Dampak Ekonomi: Tarif yang Menggigit dan Harapan Deal Baru: Trump Membuat Pertemuan Dengan Xi Jinping di Korsel
Ketegangan dagang AS-China jadi latar utama pertemuan, di mana tarif Trump rugikan kedua pihak: AS hadapi kenaikan harga konsumen 5 persen pada gadget, sementara China kehilangan 100 miliar dolar ekspor. IMF perkirakan eskalasi ini potong GDP global 0,8 persen pada 2026, dengan Korea Selatan—host APEC—hadapi dampak langsung karena ketergantungan rantai pasok Samsung ke China.
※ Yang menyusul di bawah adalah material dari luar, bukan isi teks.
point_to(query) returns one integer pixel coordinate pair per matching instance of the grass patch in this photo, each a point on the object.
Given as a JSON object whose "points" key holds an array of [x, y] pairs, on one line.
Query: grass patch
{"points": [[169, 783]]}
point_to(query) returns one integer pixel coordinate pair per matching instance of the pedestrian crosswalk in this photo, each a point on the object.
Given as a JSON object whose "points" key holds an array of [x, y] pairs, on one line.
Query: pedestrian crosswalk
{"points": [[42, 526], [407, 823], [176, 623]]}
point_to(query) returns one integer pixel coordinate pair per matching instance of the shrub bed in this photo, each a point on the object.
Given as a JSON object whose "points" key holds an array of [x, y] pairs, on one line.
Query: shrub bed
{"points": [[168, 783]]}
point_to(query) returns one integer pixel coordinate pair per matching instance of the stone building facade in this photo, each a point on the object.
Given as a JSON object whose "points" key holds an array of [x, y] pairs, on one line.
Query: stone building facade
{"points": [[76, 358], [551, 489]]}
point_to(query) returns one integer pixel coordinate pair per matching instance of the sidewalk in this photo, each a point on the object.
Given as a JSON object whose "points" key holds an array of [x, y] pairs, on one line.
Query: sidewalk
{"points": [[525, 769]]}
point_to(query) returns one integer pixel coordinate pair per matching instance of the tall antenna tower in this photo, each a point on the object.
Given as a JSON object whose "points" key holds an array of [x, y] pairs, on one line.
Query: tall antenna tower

Trump, yang sebut 100 persen tarif “tak sustainable”, beri sinyal negosiasi: “Kita bisa turun ke 60 persen jika China buka pasar pertanian.” Xi, yang dorong “win-win cooperation”, harap deal ini stabilkan yuan yang turun 3 persen sejak Agustus.
Dampaknya luas: di AS, petani Iowa protes kebijakan Trump karena ekspor kedelai ke China turun 30 persen, sementara pabrik di Guangdong tutup 50 ribu pekerja. Pertemuan di Gyeongju bisa bawa kesepakatan fase dua: China janji beli 50 miliar dolar barang AS, AS turunkan tarif pada EV China jadi 25 persen. Korea Selatan, sebagai mediator, untung besar—ekspornya ke kedua negara capai 200 miliar dolar. Tapi, risiko tetap: jika gagal, tarif bisa naik lagi, picu resesi AS 1 persen GDP. Dampak ini soroti betapa saling bergantungnya: AS butuh China untuk 80 persen mineral langka, China andalkan AS untuk teknologi. Deal baru bisa jadi jalan keluar, tapi butuh kompromi dari kedua pemimpin.
Respons Internasional: Dukungan dan Kekhawatiran dari Sekutu
Respons dunia terhadap pertemuan Trump-Xi campur aduk, dengan sekutu AS seperti Jepang dan Australia dukung diplomasi tapi khawatir eskalasi. PM Jepang Shigeru Ishiba sebut di sidang APEC: “Kami harap deal stabilkan rantai pasok—Jepang rugi 15 miliar dolar dari tarif ini.” Uni Eropa, yang hadapi tarif balasan China 10 persen, dorong multilateralisme: Komisi Eropa bilang “APEC jadi platform ideal untuk atasi perang dagang”. Di Asia Tenggara, ASEAN khawatir: Vietnam, yang untung dari relokasi pabrik dari China, sebut “deal AS-China bisa ubah alur investasi 50 miliar dolar”.
Kekhawatiran datang dari Taiwan: Presiden Lai Ching-te sebut pertemuan ini “harus jamin status quo Selat Taiwan”. Rusia, melalui Putin, puji Trump “realistis”, tapi Beijing tolak campur tangan Moskow. Respons ini soroti peran Korea Selatan: sebagai host, Lee Jae-myung manfaatkan momen untuk dorong FTA trilateral AS-China-Korea, potong tarif 20 persen pada mobil listrik. Secara keseluruhan, dunia harap pertemuan ini bawa de-eskalasi—tapi skeptis, mengingat pertemuan Bali 2024 gagal capai kesepakatan konkret. Respons ini jadi pengingat: perang dagang tak punya pemenang, hanya korban global.
Kesimpulan
Pertemuan Trump-Xi di Korea Selatan akhir Oktober 2025 jadi harapan besar di tengah perang dagang yang menggigit, dari latar tarif tak sustainable hingga dampak ekonomi global dan respons sekutu yang campur. Trump dan Xi punya peluang deal fase dua yang stabilkan rantai pasok dan turunkan inflasi, tapi kegagalan bisa picu resesi lebih dalam. Korea Selatan, sebagai host APEC, punya peran kunci untuk mediasi. Di era ketegangan ini, diplomasi langsung seperti ini langka—semoga jadi jalan keluar, bukan jebakan baru. Dunia tunggu hasil Gyeongju; dari ancaman tarif ke kesepakatan damai, masa depan ekonomi bergantung di sana.